Five processing nodes: 2 Knowledge Retrieval (tool) nodes + 2 LLM nodes + Start/End. No Code nodes, no custom APIs, no Python.

Why Knowledge Retrieval instead of HTTP Request?

In Dify’s workflow builder, a “tool” is any node that fetches external data. Knowledge Retrieval nodes are the easiest kind of tool because:

  • You upload the data once (buildings + parking lots as markdown files)

  • Dify chunks, embeds, and indexes it automatically

  • Retrieval is just a vector search — fast and free

  • No API keys, no rate limits, no billing

An alternative would be an HTTP Request node calling Nominatim (OpenStreetMap’s free geocoding API), but Nominatim is rate-limited and doesn’t know anything about specific KU building nicknames like “business school” or “the phog”. Our pre-uploaded Knowledge Base is more reliable for a classroom demo.

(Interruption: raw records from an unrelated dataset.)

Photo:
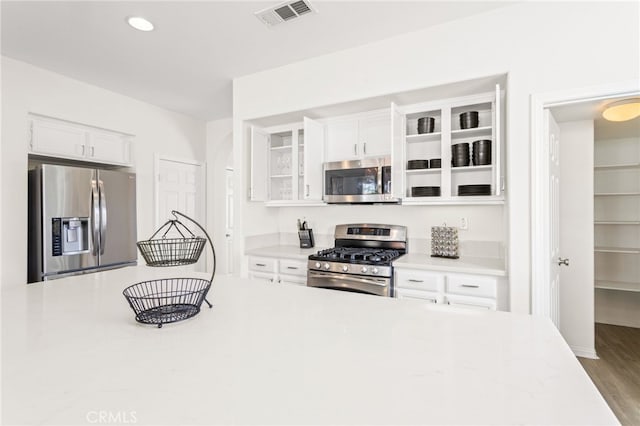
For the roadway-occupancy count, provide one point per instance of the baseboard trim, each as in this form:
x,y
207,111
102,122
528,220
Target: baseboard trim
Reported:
x,y
583,352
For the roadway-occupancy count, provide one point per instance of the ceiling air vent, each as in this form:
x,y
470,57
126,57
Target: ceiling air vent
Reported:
x,y
284,12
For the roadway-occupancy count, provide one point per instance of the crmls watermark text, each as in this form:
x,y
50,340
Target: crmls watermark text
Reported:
x,y
107,417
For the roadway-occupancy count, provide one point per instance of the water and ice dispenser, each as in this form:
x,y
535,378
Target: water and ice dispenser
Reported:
x,y
70,235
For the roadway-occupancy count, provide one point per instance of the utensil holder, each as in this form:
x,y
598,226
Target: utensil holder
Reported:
x,y
306,238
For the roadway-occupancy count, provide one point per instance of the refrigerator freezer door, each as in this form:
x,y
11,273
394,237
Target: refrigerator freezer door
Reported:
x,y
118,232
66,198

Approximate building matching in Dify

The Colab agent above uses an explicit alias table plus token-overlap scoring. Dify’s Knowledge Retrieval node does not have that — instead, approximate matching comes from vector embeddings: the user’s phrase is embedded and compared against embedded chunks from ku_buildings.md. For informal queries like “Ambler gym” or “the phog” to surface the correct chunk, the aliases must appear in the markdown itself.

That is why Agentic/dify_data/ku_buildings.md embeds each building’s common aliases directly in its Description: line (nicknames, school/department affiliations, department functions). For example, the Allen Fieldhouse entry mentions “basketball stadium”, “the Phog”, and “Phog Allen” explicitly so a vector search against “phog stadium” still retrieves that chunk. If you add a new nickname that users type, edit the markdown, re-upload (or sync) the Knowledge Base, and re-run the workflow.

If you ever find vector retrieval missing a phrase that the Colab agent handles correctly, either:

  • Add that phrase to the building’s Description line in ku_buildings.md, or

  • Switch the Dify workflow to call the Supabase MCP endpoint from the sibling ku_parking_mcp.ipynb notebook — that endpoint uses the same explicit alias table as the Colab code cell above.

Step-by-step setup

Part A: upload the two data files as Knowledge Bases

The notebook directory includes two markdown files at Agentic/dify_data/:

  • ku_buildings.md - one section per building with coordinates and alias-rich descriptions

  • ku_parking_lots.md - one section per parking lot with color and coordinates

In Dify:

  1. Go to cloud.dify.ai -> Knowledge -> Create Knowledge

  2. Upload ku_buildings.md. Name the KB KU_Buildings.

  3. On the chunking screen, pick Custom chunking:

    • Chunk delimiter: \n# (hash + space — this splits on every heading)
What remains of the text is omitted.